If your state provides for return of account value during the free look period
(or no free look period), we invest amounts you designated for the variable
division directly into your selected variable investment options.
We allocate all later premium payments to your policy on the valuation date of
receipt. We use your most recent premium allocation instructions. Your
instructions must specify percentages that are whole numbers totaling 100% and
which use no more than eighteen investment options over the life of your policy.
SEE MAXIMUM NUMBER OF INVESTMENT DIVISIONS, PAGE 16.
You may make five free premium allocation changes per year. After the five free
premium allocation changes, we charge you $25 for each additional allocation
change per policy year. If you change your designated deduction option, we
consider this a premium allocation change for which there may be a charge. SEE
DESIGNATED DEDUCTION OPTION, PAGE 24 AND POLICY TRANSACTION FEES, PAGE 39.
PREMIUM PAYMENTS AFFECT YOUR COVERAGE
Your coverage lasts only as long as your net account value is enough to pay the
monthly and annual charges and your account value is more than your outstanding
policy loan plus accrued loan interest. If these conditions are not met, your
policy will enter the 61-day grace period and you must make a premium payment to
avoid lapse. SEE LAPSE, PAGE 31, AND GRACE PERIOD, PAGE 31.
MODIFIED ENDOWMENT CONTRACTS
There are special federal income tax rules for distributions from life insurance
policies which are "modified endowment contracts." These rules apply to policy
loans, surrenders, and partial withdrawals. Whether or not these rules apply
depends upon whether or not the premiums we receive are greater than the
"seven-pay" limit.
If we find that your scheduled premium causes your policy to be a modified
endowment contract on your policy date, we will require you to acknowledge that
you know the policy is a modified endowment contract.
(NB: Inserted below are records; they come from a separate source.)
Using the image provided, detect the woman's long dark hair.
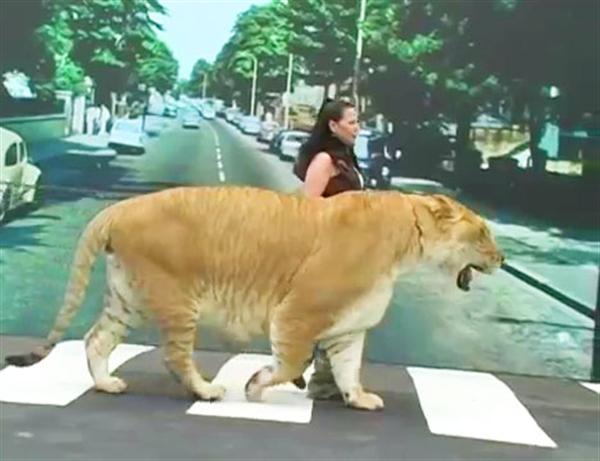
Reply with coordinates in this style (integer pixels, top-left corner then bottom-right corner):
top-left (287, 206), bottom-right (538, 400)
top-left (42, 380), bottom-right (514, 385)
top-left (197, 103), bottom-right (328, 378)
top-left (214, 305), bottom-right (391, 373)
top-left (294, 98), bottom-right (354, 180)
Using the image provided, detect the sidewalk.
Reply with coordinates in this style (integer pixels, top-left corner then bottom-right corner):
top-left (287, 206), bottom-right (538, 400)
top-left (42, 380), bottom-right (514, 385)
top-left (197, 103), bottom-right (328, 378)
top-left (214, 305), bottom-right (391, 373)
top-left (29, 134), bottom-right (117, 162)
top-left (392, 177), bottom-right (600, 314)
We will issue your policy
based on the scheduled premium you selected. If you do not want your policy to
be issued as a modified endowment contract, you may reduce your scheduled
premium to a level which does not cause your policy to be a modified endowment
contract. We will then issue your policy based on the revised scheduled premium.
SEE MODIFIED ENDOWMENT CONTRACTS, PAGE 42.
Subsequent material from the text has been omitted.